COLETTE - Bon, je te le jure… Je te le jure, mais je ne sais pas si je te le pardonnerai.
WILLY - Allons donc, je te connais. Tu viens de faire une bonne œuvre.
COLETTE - Je ne suis pas naturellement portée à être charitable. Tu m'as forcé la main.
WILLY - Comment donc… Tu as le cœur grand comme ça. Si, si, je t'assure! Je te le rendrai au centuple. Je t'embrasse! (il le fait) Tu verras, finalement tu seras contente. Je travaille pour ton avenir, moi… Allez, va maintenant… (il se replonge dans son travail)
COLETTE – Mon ami, je ne sais pas si j'oublierai jamais ce coup-là.

REPERES HISTORIQUES

Sidonie Gabrielle Colette est née en 1873. Elle passa son enfance dans le village très rural de Saint-Sauveur en Puysaie, aux côtés de son père, un séduisant officier qui avait perdu une jambe au siège de Sébastopol et de sa mère Sido, une femme de caractère, qui exerça sur sa fille une profonde influence. Elle fut une adolescente à la forte personnalité, audacieuse, curieuse de tout, grande lectrice, bonne musicienne, particulièrement sensible à la nature qui l'entourait, aux plantes et aux bêtes. Elle n'alla à l'école que pendant un an… Celle qui allait devenir un grand écrivain français avait tout juste passé son Certificat d'études!
Colette ne se sentait pas une vocation d'écrivain. "Dans ma jeunesse, je n'ai jamais, jamais désiré écrire". Elle se mit pourtant au travail sous l'influence de son premier mari, Willy (Henri Gauthier-Villard), dans les circonstances qui sont décrites dans la pièce.
Ses premiers romans racontent l'histoire de Claudine, dont elle était le prototype (Claudine à l'école, Claudine à Paris, Le mariage de Claudine…) Ils eurent un grand succès.

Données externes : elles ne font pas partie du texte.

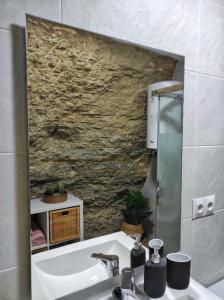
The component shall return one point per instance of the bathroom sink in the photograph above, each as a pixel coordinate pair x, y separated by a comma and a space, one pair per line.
103, 291
69, 273
71, 268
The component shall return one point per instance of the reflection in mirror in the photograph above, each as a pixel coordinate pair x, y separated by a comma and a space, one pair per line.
91, 172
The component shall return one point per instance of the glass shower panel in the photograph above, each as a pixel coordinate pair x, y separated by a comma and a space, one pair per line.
169, 170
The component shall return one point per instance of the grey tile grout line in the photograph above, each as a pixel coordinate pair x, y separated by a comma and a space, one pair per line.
14, 267
190, 218
61, 2
202, 146
204, 74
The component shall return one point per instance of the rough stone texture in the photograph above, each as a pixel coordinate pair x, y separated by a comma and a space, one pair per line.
87, 116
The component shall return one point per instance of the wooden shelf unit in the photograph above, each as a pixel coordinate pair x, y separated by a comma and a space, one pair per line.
41, 212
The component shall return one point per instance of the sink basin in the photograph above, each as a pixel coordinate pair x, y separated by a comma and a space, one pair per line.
103, 291
69, 273
71, 268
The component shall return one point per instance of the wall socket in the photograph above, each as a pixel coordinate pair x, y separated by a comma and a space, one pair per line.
203, 207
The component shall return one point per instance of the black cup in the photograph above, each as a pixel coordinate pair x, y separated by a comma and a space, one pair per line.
178, 270
156, 243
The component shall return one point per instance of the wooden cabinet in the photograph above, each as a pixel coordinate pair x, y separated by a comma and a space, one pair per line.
61, 223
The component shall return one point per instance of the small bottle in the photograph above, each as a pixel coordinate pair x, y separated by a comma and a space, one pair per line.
155, 275
137, 253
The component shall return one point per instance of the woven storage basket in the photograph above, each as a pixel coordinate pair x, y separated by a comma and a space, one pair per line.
64, 224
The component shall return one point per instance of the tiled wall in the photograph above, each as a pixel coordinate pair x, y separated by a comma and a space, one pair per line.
193, 28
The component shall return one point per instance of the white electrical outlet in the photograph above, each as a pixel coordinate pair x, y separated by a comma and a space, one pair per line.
210, 205
203, 206
198, 208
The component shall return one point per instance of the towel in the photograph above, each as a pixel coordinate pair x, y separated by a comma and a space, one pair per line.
37, 235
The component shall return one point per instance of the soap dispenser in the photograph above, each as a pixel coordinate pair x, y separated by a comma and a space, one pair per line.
138, 254
155, 275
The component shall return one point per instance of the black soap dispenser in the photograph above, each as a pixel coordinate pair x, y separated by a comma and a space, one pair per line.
138, 254
155, 275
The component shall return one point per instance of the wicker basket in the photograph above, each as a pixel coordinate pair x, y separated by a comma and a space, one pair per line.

Elle avait crée un "personnage" dont le nom, cent ans après, est encore dans toutes les mémoires. Mais lorsqu'elle dut se séparer de Willy, qui était officiellement l'auteur de son œuvre, elle se retrouva seule et sans le sou… Fascinée par le théâtre, elle devint pour un temps danseuse de music-hall et actrice. Puis progressivement, stimulée par le succès que rencontraient ses premiers ouvrages (tout le monde savait que c'était elle et non Willy qui en était l'auteur), elle revint à l'écriture et écrivit beaucoup.
Parmi ses ouvrages les plus célèbres on peut citer, après les Claudine, Chéri, L'Ingénue libertine, Le Blé en herbe, Sido, Gigi et autres nouvelles, La Chatte, Julie de Carneilhan… Une mention spéciale pour l'Enfant et les sortilèges, mis en musique par Maurice Ravel. Ses ouvrages sont remarquables non par la profondeur de la pensée, mais par l'analyse très fine et très savoureuse des personnages qu'elle met en scène. Son style est d'une vivacité et d'une justesse inimitable.

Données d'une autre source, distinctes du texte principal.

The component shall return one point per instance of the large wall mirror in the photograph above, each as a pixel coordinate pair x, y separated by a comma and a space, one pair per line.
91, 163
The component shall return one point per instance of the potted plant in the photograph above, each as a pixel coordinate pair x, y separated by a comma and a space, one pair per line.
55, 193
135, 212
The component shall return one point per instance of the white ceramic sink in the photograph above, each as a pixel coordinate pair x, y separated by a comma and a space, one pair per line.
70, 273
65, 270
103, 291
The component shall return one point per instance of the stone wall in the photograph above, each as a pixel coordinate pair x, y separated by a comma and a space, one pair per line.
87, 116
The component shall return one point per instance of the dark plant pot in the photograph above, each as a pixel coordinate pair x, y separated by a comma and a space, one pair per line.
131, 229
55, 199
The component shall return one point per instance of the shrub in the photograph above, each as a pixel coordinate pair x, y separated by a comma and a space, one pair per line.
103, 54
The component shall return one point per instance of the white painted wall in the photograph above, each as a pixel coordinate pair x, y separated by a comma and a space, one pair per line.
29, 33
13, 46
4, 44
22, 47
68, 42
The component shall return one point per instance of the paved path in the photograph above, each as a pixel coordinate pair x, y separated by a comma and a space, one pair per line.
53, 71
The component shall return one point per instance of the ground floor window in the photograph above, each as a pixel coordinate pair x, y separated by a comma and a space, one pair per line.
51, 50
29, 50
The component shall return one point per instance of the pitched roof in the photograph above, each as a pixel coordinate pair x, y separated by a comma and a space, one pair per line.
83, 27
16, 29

Elle se maria trois fois. La première donc avec Willy (en 1893), la seconde avec le baron Henri de Jouvenel (en 1912) dont elle eut une fille, son seul enfant, qu'elle surnomma Bel-Gazou (le beau gazouillement). Enfin, la troisième fois avec Maurice Goudeket (I935), qui lui apporta un amour profond et durable. Elle mourut en 1954 à l'age de quatre vingt-un ans dans son fameux appartement du Palais-Royal à Paris.

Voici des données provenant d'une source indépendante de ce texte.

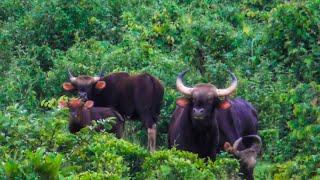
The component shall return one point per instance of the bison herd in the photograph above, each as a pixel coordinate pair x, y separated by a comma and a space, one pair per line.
204, 122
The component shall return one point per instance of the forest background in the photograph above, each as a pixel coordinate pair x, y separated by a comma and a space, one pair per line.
273, 47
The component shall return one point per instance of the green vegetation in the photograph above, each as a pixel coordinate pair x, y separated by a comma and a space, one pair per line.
273, 47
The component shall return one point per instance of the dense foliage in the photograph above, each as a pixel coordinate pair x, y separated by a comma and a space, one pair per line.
273, 47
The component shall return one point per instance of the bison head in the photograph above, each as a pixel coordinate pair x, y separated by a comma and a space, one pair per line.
204, 96
75, 107
85, 85
248, 156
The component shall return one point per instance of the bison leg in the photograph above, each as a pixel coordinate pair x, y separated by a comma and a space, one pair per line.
152, 134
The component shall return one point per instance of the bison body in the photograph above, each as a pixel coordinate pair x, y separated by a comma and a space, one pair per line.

Son succès littéraire fut immense et la mit en relation avec tous les artistes, écrivains et hommes politiques de son époque. Elle fut en particulier très liée avec l'actrice Marguerite Moreno qui est évoquée dans la pièce. Elle voyagea beaucoup et donna de multiples conférences en Europe et en Amérique. Elle fut l'amie de la reine des Belges et du prince de Monaco. Elle était devenue un personnage si célèbre que l'État français lui fit des funérailles nationales.